Africa’s Largest Refinery Cuts West Africa’s Clean Fuel Imports

by Chief Editor

West Africa’s imports of clean refined petroleum products fell by roughly 23% in May, dropping to 765,000 barrels per day from 997,000 barrels per day in April, according to data from S&P Global’s Commodities at Sea platform. This decline signals a major shift in Atlantic basin tanker activity, as rising local refining capacity in Nigeria reduces the region’s historical reliance on European fuel imports.

Why is West African import demand falling?

The primary driver behind the import slump is the ramp-up of Nigeria’s 650,000-barrel-per-day refinery, according to shipping data firm BIMCO. As domestic production increases, regional requirements for imported volumes are shrinking. BIMCO estimates that overall imports into West Africa plummeted by up to 44% in the same period, leading to a sharp reduction in shipping demand measured in tonne-miles.

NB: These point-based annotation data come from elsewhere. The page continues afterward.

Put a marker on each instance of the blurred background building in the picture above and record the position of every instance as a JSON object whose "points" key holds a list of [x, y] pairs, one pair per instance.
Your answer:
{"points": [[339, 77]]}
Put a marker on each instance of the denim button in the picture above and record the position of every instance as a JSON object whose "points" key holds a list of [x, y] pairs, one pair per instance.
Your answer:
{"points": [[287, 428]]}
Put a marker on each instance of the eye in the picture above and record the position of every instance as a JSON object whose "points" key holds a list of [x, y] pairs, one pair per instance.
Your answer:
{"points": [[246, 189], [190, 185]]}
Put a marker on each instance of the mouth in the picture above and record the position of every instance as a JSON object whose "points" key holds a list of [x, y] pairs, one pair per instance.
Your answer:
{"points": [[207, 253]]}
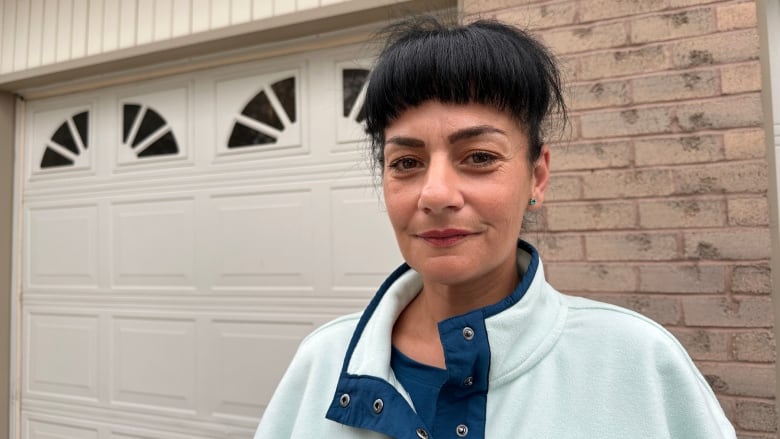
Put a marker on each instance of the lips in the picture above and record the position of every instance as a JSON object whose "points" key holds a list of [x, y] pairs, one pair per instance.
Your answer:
{"points": [[444, 237]]}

How are different tanker classes affected?

The impact on the shipping industry varies by vessel size, with larger tankers experiencing the steepest declines. According to S&P Global, LR1 and LR2 product tankers recorded drops of 88% and 78% respectively, accounting for over half of the total tonne-mile loss in the region.

Akufo-Addo: The Dangote Refinery Makes West-Africa Better

Medium-range (MR) tankers, which traditionally dominate the trade, saw a more modest 4% year-on-year decline in tonne-miles between April and May. This relative resilience occurred because increased exports from the Americas helped offset the loss of traditional supply routes from Europe, such as the once-busy corridor from Rotterdam to Lagos.

What is the outlook for the Atlantic tanker market?

The reorganization of trade flows is expected to continue as Nigeria’s domestic production grows. Market researchers at S&P Global Commodity Insights predict a 39% year-on-year reduction in Nigerian clean petroleum product imports by mid-2025. This shift effectively removes a significant source of employment for MR tankers that have long relied on the Atlantic basin trade.

What is the outlook for the Atlantic tanker market?

Evidence of this cooling demand is already visible in freight pricing. S&P Global reports that rates on the UK/Continent-to-West Africa route have declined, reflecting the reduced need for long-distance gasoline shipments into the region.

Pro Tip:
When analyzing energy shipping trends, monitor “tonne-mile” data rather than just volume. Tonne-miles account for the distance cargo travels, providing a more accurate picture of how regional production shifts affect the global shipping fleet’s workload.

Frequently Asked Questions

  • Why are West African fuel imports dropping?
    Imports are declining because Nigeria has increased its domestic refinery output, reducing the need for foreign refined petroleum products.
  • Which tankers are most impacted by this shift?
    LR1 and LR2 tankers have seen the largest declines, while MR tankers have remained relatively more resilient due to shifting supply origins from the Americas.
  • Will this trend continue?
    Yes, S&P Global analysts project a 39% year-on-year drop in Nigerian imports by mid-2025 as domestic capacity continues to displace imports.